Com uma estética crua que foge do sentimentalismo e se dedica a contar sua história com o mínimo de recursos artificiais, Fassbinder constrói, aos poucos, uma fábula melancólica que examina, sem meio-termos, a mediocridade da classe burguesa alemã e a futilidade do universo gay masculino, perdido em um mundo de aparências e promiscuidade. Não é uma imagem agradável, e sendo o diretor homossexual assumido - ainda que repleto de incoerências em sua vida pessoal -, não deixa de ser também um retrato bastante acurado e negativo. A coragem de Fassbinder reside em escolher como algozes não uma sociedade homofóbica e preconceituosa (apesar de haver, subrepticiamente, uma crítica a ela), mas sim os próprios homossexuais: enquanto Fox serve como a vítima ingênua e quase romântica - cuja generosidade acaba por ser sua maior tragédia -, Eugen e seus amigos (em níveis diversos de frivolidade e apatia) se mostram parte integrante de um sistema cruel e impiedoso. Se os gays mostrados no cinema dos anos 1970 se dividiam entre a caricatura e a violência - quando não eram apenas sacos de pancada ou condenados a desgraças variadas -, no filme de Fassbinder eles assumem papel de domínio e livre arbítrio, com tudo que isso tem de bom e de ruim. Fox não deixa de ser um anti-herói - apesar de sua generosidade, ele nunca abandona seu desejo quase patológico de ascender social e culturalmente, o que acaba por vir a ser sua tragédia -, mas o roteiro jamais cai na armadilha de fazer dele um mártir inocente. O final (em imagens secas, mas dolorosas em sua realidade) apenas enfatiza o tom cruel imposto desde suas primeiras cenas, e deixa um gosto amargo na boca do espectador - mas em hipótese alguma busca a emoção fácil.
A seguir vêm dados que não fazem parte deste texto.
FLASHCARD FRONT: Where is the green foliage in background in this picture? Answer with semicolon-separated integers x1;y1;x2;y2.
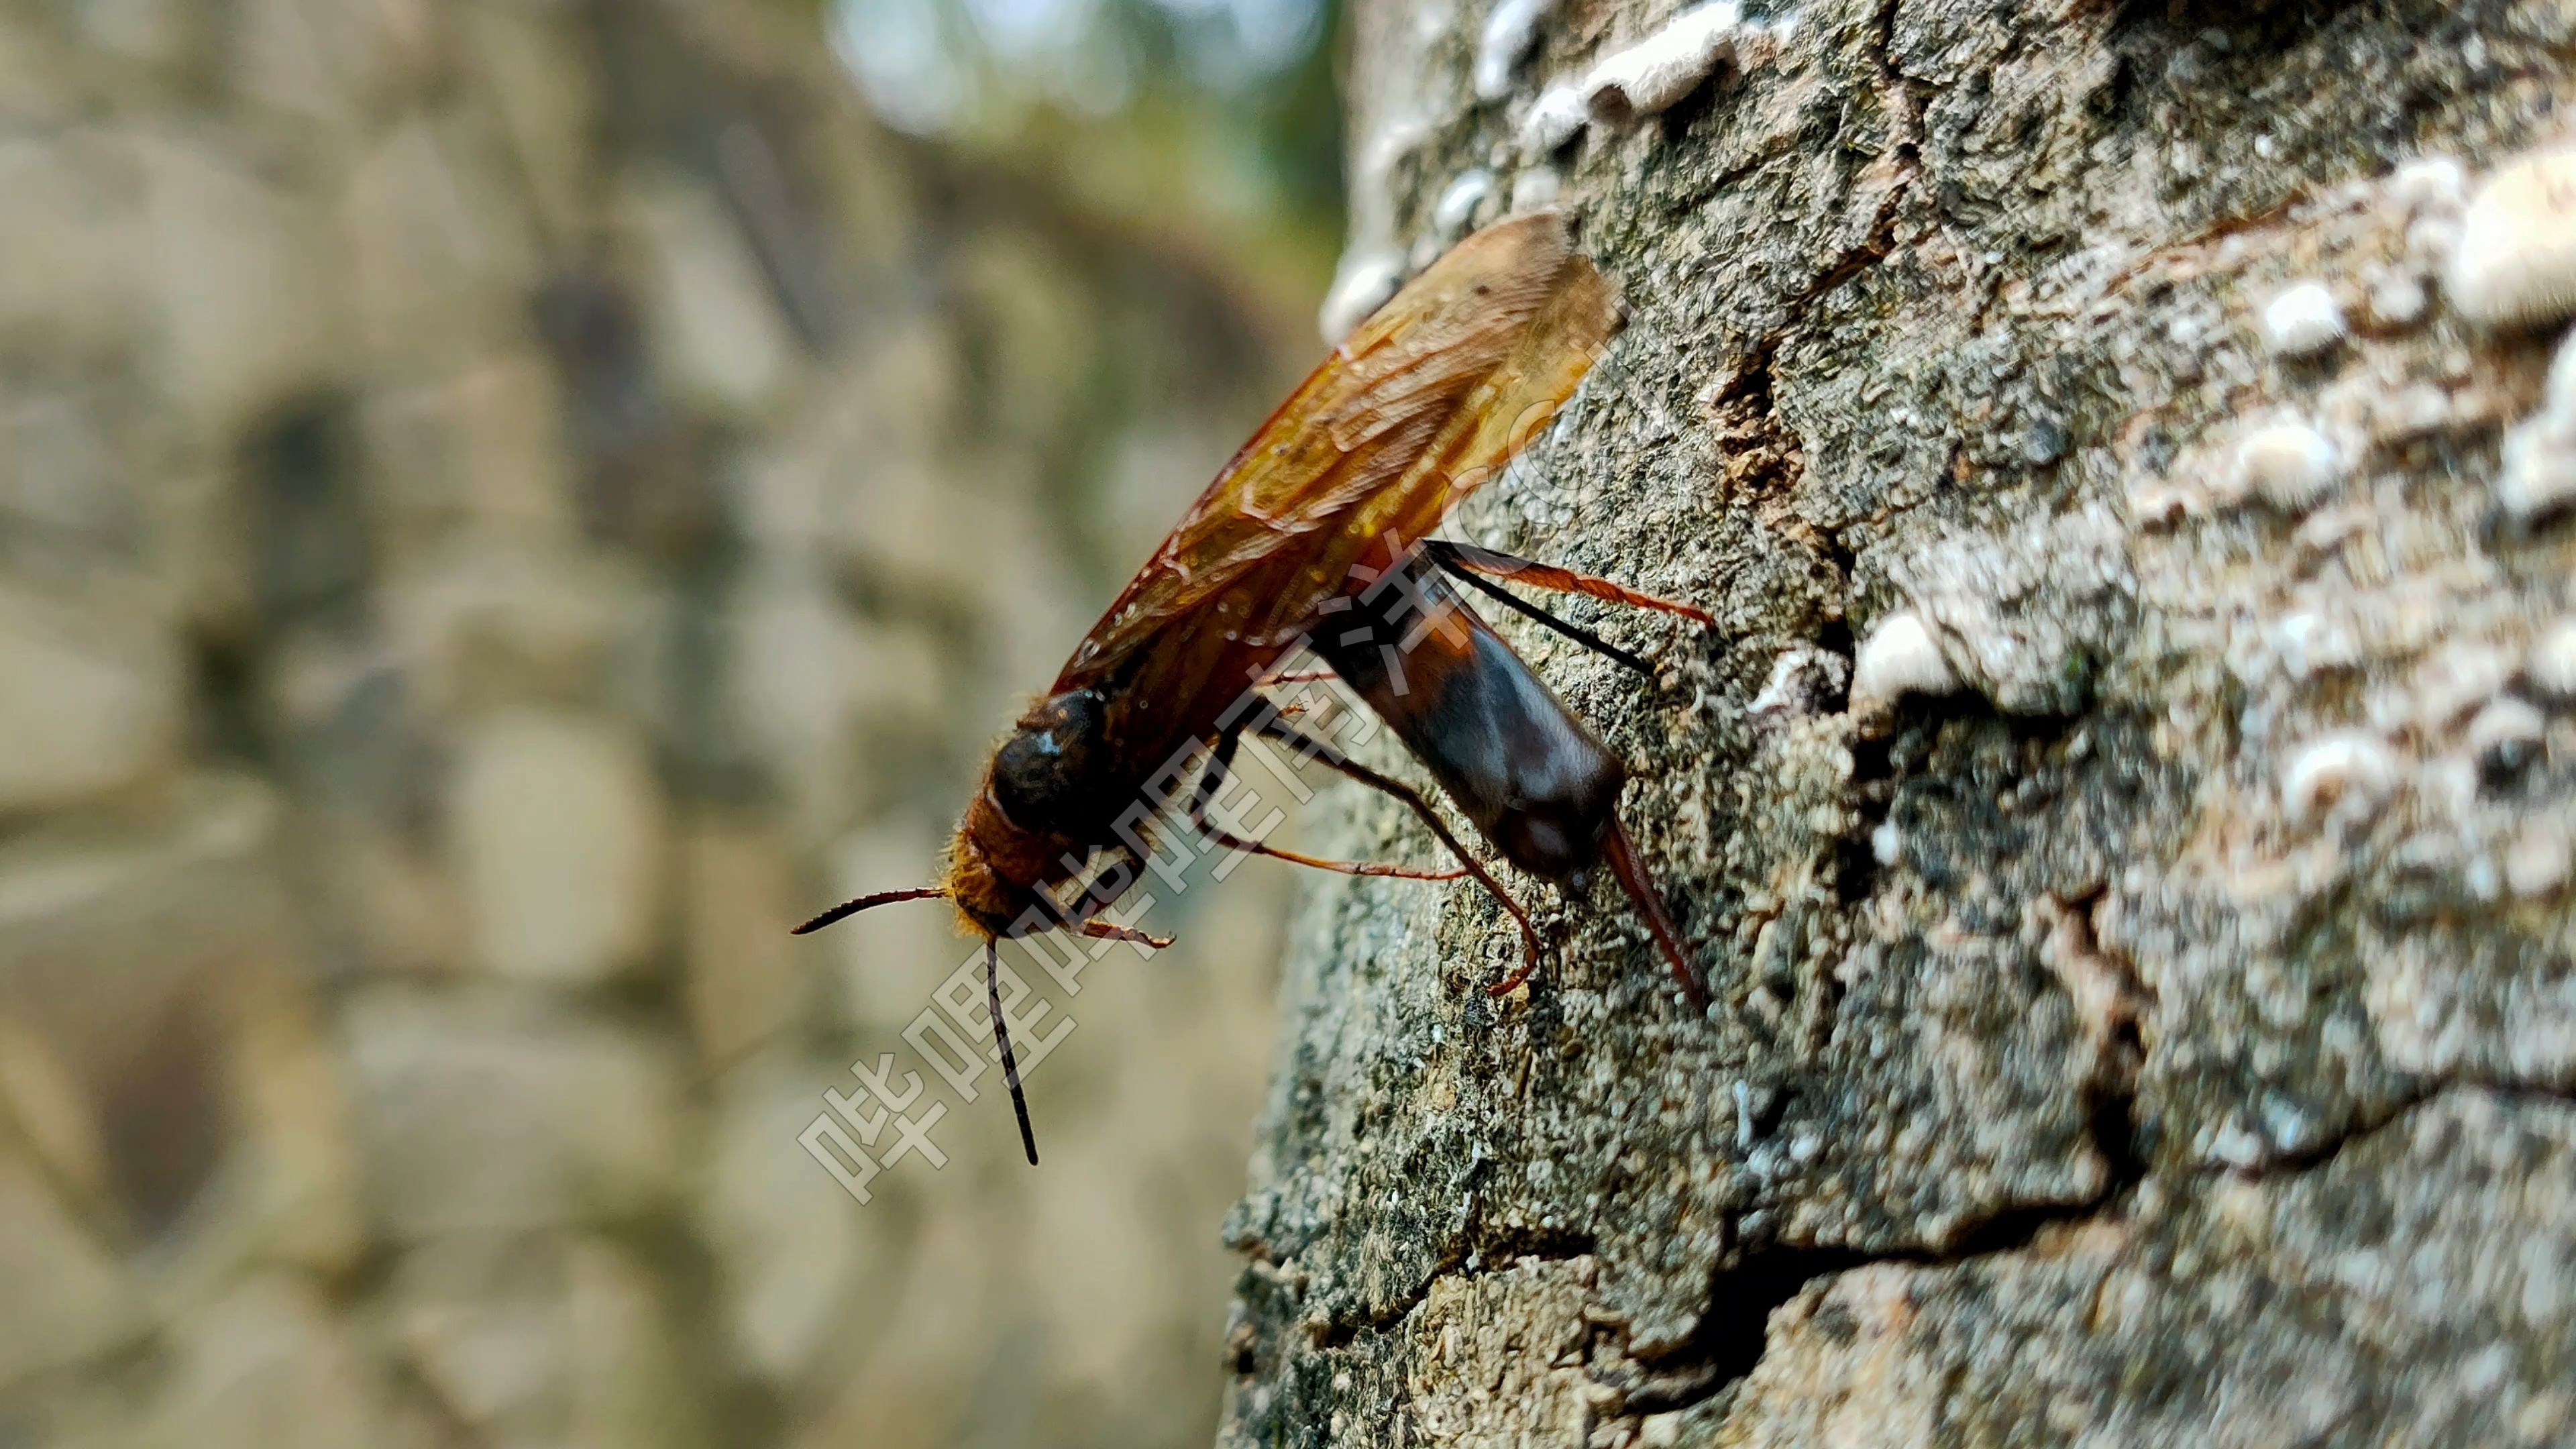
826;0;1348;304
"O direito do mais forte é a liberdade" não é, nem de longe, o filme mais famoso e celebrado de Fassbinder - "As lágrimas amargas de Petra Von Kant" (1972), "O casamento de Maria Braun" (1979), "Lili Marlene" (1981) e "Querelle" (1982) são facilmente suas obras mais conhecidas. Porém, é inegável que encapsula boa parte de suas obsessões como cineasta. Se não se sai exatamente bem como ator - e nem tem um carisma forte o bastante para angariar a simpatia incondicional do público -, ao menos como diretor ele atinge seu objetivo de incomodar e questionar o status quo. É uma característica marcante de sua filmografia - e justifica a importância de seu nome dentro do cinema alemão.